The statement outlines how rising temperatures and weather instability will lead to more frequent and extreme weather events, loss of habitat and habitation, water and food shortages, the spread of diseases, ecosystem collapse, and threats to livelihood, potentially triggering mass migration and conflict within and between countries.
It also warns that humanitarian crises will impact on military resources and that the human and economic cost of climate impacts “will be enormous”.
It urges the EU to urgently adopt a 30 per cent CO2 greenhouse gas reduction target for 2020 and for the United Nations to commit to restricting the global temperature rise to 2°C as agreed at the Copenhagen and Cancun Summits.
Opening the meeting, Energy and Climate Change Secretary Chris Huhne urged national governments to limit the impact of climate change to deliver “a cleaner, healthier, safer future”.
Professor Hugh Montgomery, director of the UCL Institute for Human Health and Performance urged politicians to tackle the tangible risks posed by global warming.
“It is not enough for politicians to deal with climate change as some abstract academic concept,” he said.
“The price of complacency will be paid in human lives and suffering, and all will be affected. Tackling climate change can avoid this, while related lifestyle changes independently produce significant health benefits. It is time we saw true leadership from those who would profess to take such a role.”
Other signatories included Professor Sir Ian Gilmore, former president of the Royal College of Physicians, David Kidney, the former MP who is now head of policy at the Chartered Institute of Environmental Health, and the leaders of Norway and Sweden’s Medical Associations.

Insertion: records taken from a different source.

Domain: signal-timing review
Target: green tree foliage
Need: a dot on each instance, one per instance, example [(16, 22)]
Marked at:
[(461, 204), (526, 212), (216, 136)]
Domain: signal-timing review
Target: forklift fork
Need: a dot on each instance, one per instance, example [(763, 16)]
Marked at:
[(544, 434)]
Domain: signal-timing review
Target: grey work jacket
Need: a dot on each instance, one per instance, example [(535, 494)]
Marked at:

The statement was released as startling new research predicted sea levels are likely to rise by 75 centimetres by 2100 as a result of climate change.

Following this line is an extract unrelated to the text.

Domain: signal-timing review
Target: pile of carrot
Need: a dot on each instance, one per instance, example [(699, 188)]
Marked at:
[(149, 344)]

Aslak Grinsted, researcher at the Centre for Ice and Climate, the Niels Bohr Institute at the University of Copenhagen, yesterday published a set of projected changes in sea level for the next 500 years.
The two most realistic scenarios, calculated based on greenhouse gas emissions and pollution levels stabilising in the coming decades, predicts sea levels will still rise by about 75cm by 2100 and two metres by the year 2500.
The most pessimistic scenario, where emissions continue to increase, predicts sea levels could rise 1.1 metres by 2100 and 5.5 metres by 2500.
Even in the most optimistic scenario, requiring extremely dramatic climate change goals, major technological advances and strong international cooperation to cut greenhouse gas emissions, the sea would continue to rise by around 60cm by 2100 and 1.8 metres by 2500.
Grinsted said the changes would occur because ice caps and sea levels react slowly to changes in emissions.
“Even if we stabilise the concentrations… and stop emitting greenhouse gases into the atmosphere, we can see that the rise in sea level will continue to accelerate for several centuries because of the sea and ice caps long reaction time,” he said.
“So it would be 2-400 years before we returned to the 20th century level of a 2 mm rise per year.”